About 500,000 galloons of slurry are produced by housed suckler cows and finishing cattle, but the separation system will increase storage capacity by up to 25%. The system, which was grant-funded, cost £45,000.

“We aren’t in an NVZ, but the grant was available and it meant we could do something that would benefit the environment and save on fertiliser costs.”

Although the separator means liquid can be stored for the entire winter, there may be a need to invest in a new store for the solid material.

“There are more solids than we expected, but it’s certainly not a problem considering all the other advantages.”

Slurry bags

A plastic slurry bag has been used on the Lancashire farm of Andrew Clark for the past five years. The heavy-duty bag measures 27m x 27m and is sunk into a 2m earth pit. When carrying its full capacity of 390,000 gallons, the bag rises another 1m above the side of the pit.

“It’s like a huge cushion. It has an estimated life-span of at least 20 years and gives us up to six months storage. The pipe that feeds the slurry enters from underneath. It’s a simple and straightforward way to store slurry” says Mr Clark, who also has an Alfa Laval sealed slurry store as back-up to cope with around 180,000 gallons.

“We bought the bag at a time when the price of steel was rising and concrete stores weren’t very popular. Suppliers weren’t as keen as they are now and so the bag looked a good buy at about £40,000.”

The bag is fitted with a mixer which protrudes through the top. “The bag is durable and can be walked on when it’s full. The only issue we have is that it’s sometimes difficult to get all the slurry out of the bag. The bigger bags have up to three mixers and it may be that even this size warrants more agitation.”

Concrete store

A concrete slurry store with a 777,000 gallon capacity was constructed 18 months ago at Hilltown Farm, Molland, South Molton, on the edge of Exmoor. After fully evaluating a range of storage systems, the Nicholls family reckoned a concrete store would provide the most effective method of meeting NVZ regulations.

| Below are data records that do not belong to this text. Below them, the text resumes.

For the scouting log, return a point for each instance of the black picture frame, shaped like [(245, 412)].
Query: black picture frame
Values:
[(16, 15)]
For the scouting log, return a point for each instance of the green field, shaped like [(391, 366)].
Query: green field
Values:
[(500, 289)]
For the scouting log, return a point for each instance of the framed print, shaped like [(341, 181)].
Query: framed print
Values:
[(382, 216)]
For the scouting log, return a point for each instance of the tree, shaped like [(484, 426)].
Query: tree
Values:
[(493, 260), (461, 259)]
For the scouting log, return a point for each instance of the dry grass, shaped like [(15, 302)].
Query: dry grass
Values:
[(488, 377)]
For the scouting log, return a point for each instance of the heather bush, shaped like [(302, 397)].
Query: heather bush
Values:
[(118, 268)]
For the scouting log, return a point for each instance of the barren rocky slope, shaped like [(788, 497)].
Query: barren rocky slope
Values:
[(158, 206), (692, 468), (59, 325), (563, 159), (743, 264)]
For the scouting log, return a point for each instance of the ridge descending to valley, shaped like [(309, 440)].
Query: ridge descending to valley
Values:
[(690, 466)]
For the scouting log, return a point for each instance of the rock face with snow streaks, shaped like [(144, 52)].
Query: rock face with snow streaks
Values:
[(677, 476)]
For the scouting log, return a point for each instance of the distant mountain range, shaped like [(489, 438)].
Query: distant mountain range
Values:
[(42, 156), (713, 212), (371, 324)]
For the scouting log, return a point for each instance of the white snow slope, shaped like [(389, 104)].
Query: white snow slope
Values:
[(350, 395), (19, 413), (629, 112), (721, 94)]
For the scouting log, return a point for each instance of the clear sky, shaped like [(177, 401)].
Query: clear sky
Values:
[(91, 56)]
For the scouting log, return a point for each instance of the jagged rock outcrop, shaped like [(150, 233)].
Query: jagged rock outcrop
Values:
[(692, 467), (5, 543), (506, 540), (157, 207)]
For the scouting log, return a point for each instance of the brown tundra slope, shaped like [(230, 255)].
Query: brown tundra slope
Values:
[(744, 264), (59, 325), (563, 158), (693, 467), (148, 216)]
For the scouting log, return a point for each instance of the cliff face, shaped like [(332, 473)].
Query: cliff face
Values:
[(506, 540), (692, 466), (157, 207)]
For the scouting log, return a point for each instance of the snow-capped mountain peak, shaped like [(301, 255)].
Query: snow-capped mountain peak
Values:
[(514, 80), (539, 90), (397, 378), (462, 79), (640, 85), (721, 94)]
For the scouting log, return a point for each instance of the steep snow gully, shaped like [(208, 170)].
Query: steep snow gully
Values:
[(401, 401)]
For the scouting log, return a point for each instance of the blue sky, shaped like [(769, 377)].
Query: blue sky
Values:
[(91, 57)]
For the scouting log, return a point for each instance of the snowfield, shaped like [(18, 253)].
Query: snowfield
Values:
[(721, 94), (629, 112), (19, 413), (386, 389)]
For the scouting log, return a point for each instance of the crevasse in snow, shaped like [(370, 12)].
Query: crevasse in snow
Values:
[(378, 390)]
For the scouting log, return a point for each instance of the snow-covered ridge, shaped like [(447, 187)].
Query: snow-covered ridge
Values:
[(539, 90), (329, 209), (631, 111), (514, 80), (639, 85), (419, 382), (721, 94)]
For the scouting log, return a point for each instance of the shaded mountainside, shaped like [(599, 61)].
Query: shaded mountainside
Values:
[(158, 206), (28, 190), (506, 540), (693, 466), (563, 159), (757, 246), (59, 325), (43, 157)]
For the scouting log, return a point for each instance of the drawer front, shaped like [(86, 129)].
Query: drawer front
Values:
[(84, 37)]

“We looked very carefully at everything in terms of the longevity, corrosion resistance and economic installation and could find nothing to beat a concrete store.

“Some farmers believe they are the most expensive system of slurry storage, but we didn’t find that when we looked at overall costs. Steel tanks have an operational life of about 30 years, while a concrete tank is claimed to last three generations.” says Mervyn Nicholls, a partner in the family-run farm that milks 220 pedigree Ayrshires alongside 230 head of youngstock on 420 acres.

The Macrete store is fitted with an Aeromixer system and includes safety fencing and a slurry grid. Total cost -including a reception pit – was about £120,000 in 2009.

The Nicholls family say it was essential to have “total control” of their slurry storage and its use.

“Efficient management of the nitrogen in the slurry makes it a highly valuable resource. We’ve been spreading slurry as fertiliser on this farm for 35 years. Because potash and phosphate levels are sufficient we don’t need supplementary fertiliser.

“The slurry provides what we need on the grazing land; bagged fertiliser is only used to complement soil analysis and to provide trace elements, but the slurry is a very important part of the way we manage our grassland,” says Mr Nicholls.

The store provides storage from mid-October until mid-March and is expected to be maintenance-free. It is fitted with a slurry agitation system to create balanced slurry of consistent quality.

“It ensures we can make the best use of the slurry by soil injection rather than surface spreading. It’s applied to pasture land in precisely the correct the quantities and at the appropriate times using an injection tanker.

“Slurry analysis has shown it is worth £25 for every 1,000 gallons we spread at current fertiliser prices. Our investment in the large capacity slurry tank has been a substantial one but it was essential and will pay for itself in fertiliser cost savings over in between five and seven years.”